E podemos, ainda, falar de outras escolhas que comprometem igualmente o financiamento do SNS: recapitalizar a banca e não o SNS é uma escolha política do governo da direita, uma escolha com reflexos na política de saúde. A opção podia ser outra: recapitalizar o SNS e não a banca.

Por outro lado, parte importante da despesa do SNS não é regulável pelo próprio SNS, decorre de factores que ele não pode influenciar. Um exemplo, a despesa em doenças oncológicas pode variar com o diagnóstico precoce. Mas decisão de fazer mais ou menos rastreios é exterior ao SNS. E o mesmo pode dizer-se sobre a educação para a saúde, a educação sexual, o planeamento familiar, a prevenção da sinistralidade nas estradas ou dos acidentes de trabalho. Tudo isto tem um enorme impacto no SNS, na sua despesa, mas o SNS não risca nada nas respectivas políticas. E quem risca – o governo, o MS e outros ministérios, não fazem o suficiente para impor essas políticas.
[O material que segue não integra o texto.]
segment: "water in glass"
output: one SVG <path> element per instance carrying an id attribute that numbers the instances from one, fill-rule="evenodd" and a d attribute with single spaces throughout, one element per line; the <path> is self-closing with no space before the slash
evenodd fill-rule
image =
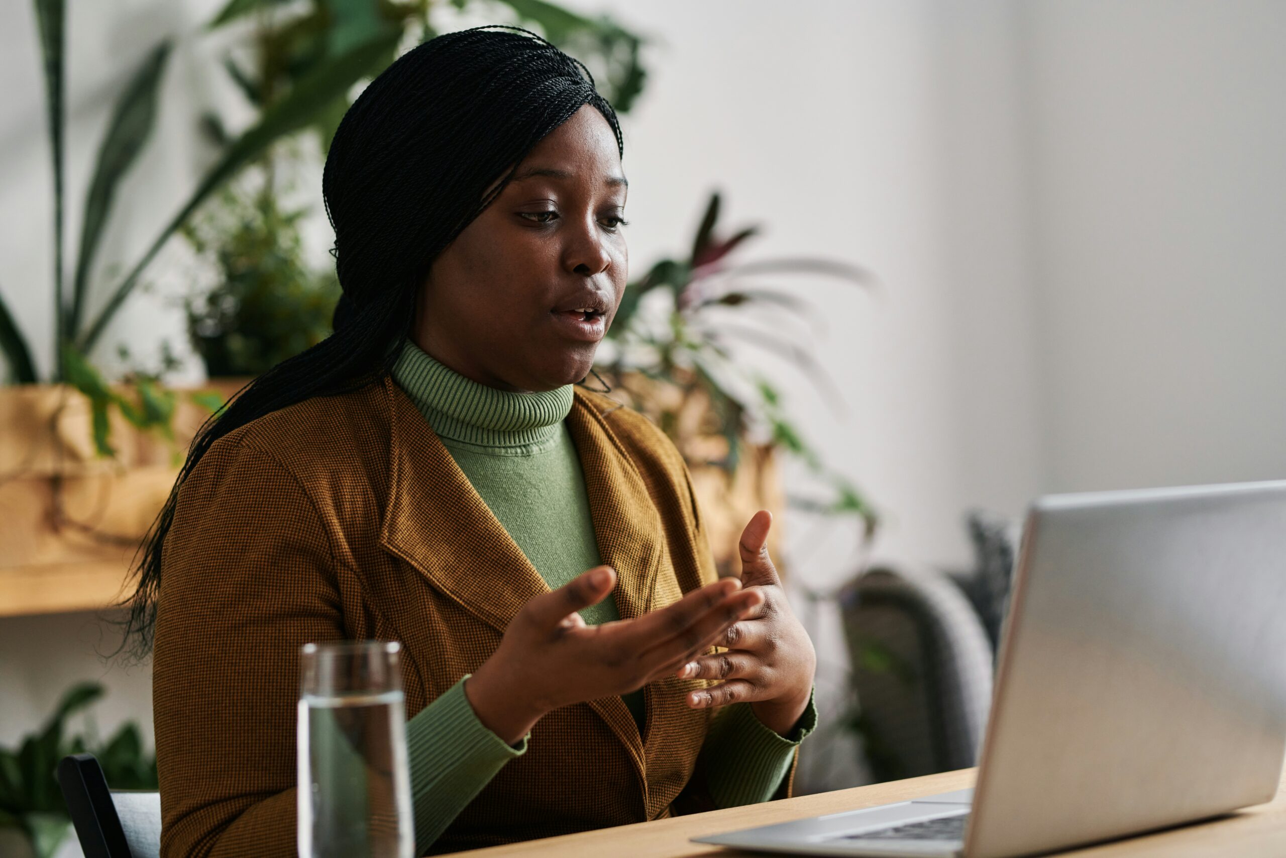
<path id="1" fill-rule="evenodd" d="M 388 651 L 396 646 L 305 647 L 298 713 L 301 858 L 414 853 L 405 702 L 397 652 Z"/>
Invoca-se a dívida do SNS para sustentar a tese que o SNS precisa de uma cura de emagrecimento, não se observando sequer que a dívida é a outra face do sub financiamento a que o SNS tem sido sistematicamente sujeito nos últimos anos. A dívida não condena o SNS a um atestado de insolvência, nem sequer é prova de má gestão ou desperdício. Dívida requer melhor gestão e menos desperdício mas também mais financiamento.

Em nome da sustentabilidade – que verdadeiramente lhes é indiferente – os teóricos da tese do desperdício como regra no SNS não pretendem outra coisa que não seja reduzir o financiamento público do SNS, indiferentes às consequências negativas sobre a sua capacidade assistencial e prestação de cuidados.

Menos financiamento significa escolher o que o SNS deixará de fazer e escolher também quem ficará excluído dos serviços públicos de saúde. A terapêutica pesa na despesa, então corta-se. Os serviços não podem atender todos, então, ficam alguns de fora.

Mas com que critério? E quem o define? Que doentes deixarão de ser tratados?

A sustentabilidade é uma armadilha. O doente passará a ser visto como um cidadão que vive acima das suas e das nossas possibilidades, logo a sociedade e o estado podem aliviar-se da sua responsabilidade em garantir a todos o direito à saúde.

A redução da despesa pública em saúde determinada a metro e a olho e para satisfazer as exigências da troika, não garante a sustentabilidade do SNS, quanto muito permitirá a sobrevivência de um SNS amputado e residual. Um pobre SNS será um SNS para pobres.

É uma ilusão pensar que a redução da despesa e do investimento público em saúde não limita o acesso, a qualidade, a eficácia e a eficiência da assistência prestada aos cidadãos.

As consequências do sub financiamento dos últimos anos – menos cuidados, mais dívida – constituem prova irrefutável. Nos próximos anos, o resultado não será diferente: a dívida continuará a crescer e a prestação pública de cuidados a diminuir.

A sustentabilidade do SNS é compatível com o seu carácter geral e universal e com o seu desenvolvimento, modernização e humanização, desde que a política de saúde se concentre em dois grandes desafios:

- eliminar os desperdícios provocados pela promiscuidade de interesses entre o SNS e os grupos privados

- valorizar os recursos humanos que são o principal instrumento para a qualidade dos cuidados prestados e o funcionamento dos serviços.

Bem podem os defensores da redução da despesa pública proclamarem que o fazem para salvar o SNS. Toda a evidência revela o contrário: o SNS, como hoje o conhecemos, ficará sem salvação. Os privados agradecem – sempre viveram das “falhas” do SNS: o mau funcionamento do SNS é o melhor convite para os doentes escolherem os hospitais privados.

É este plano que a direita pôs em marcha, sob a batuta do ministro Paulo Macedo.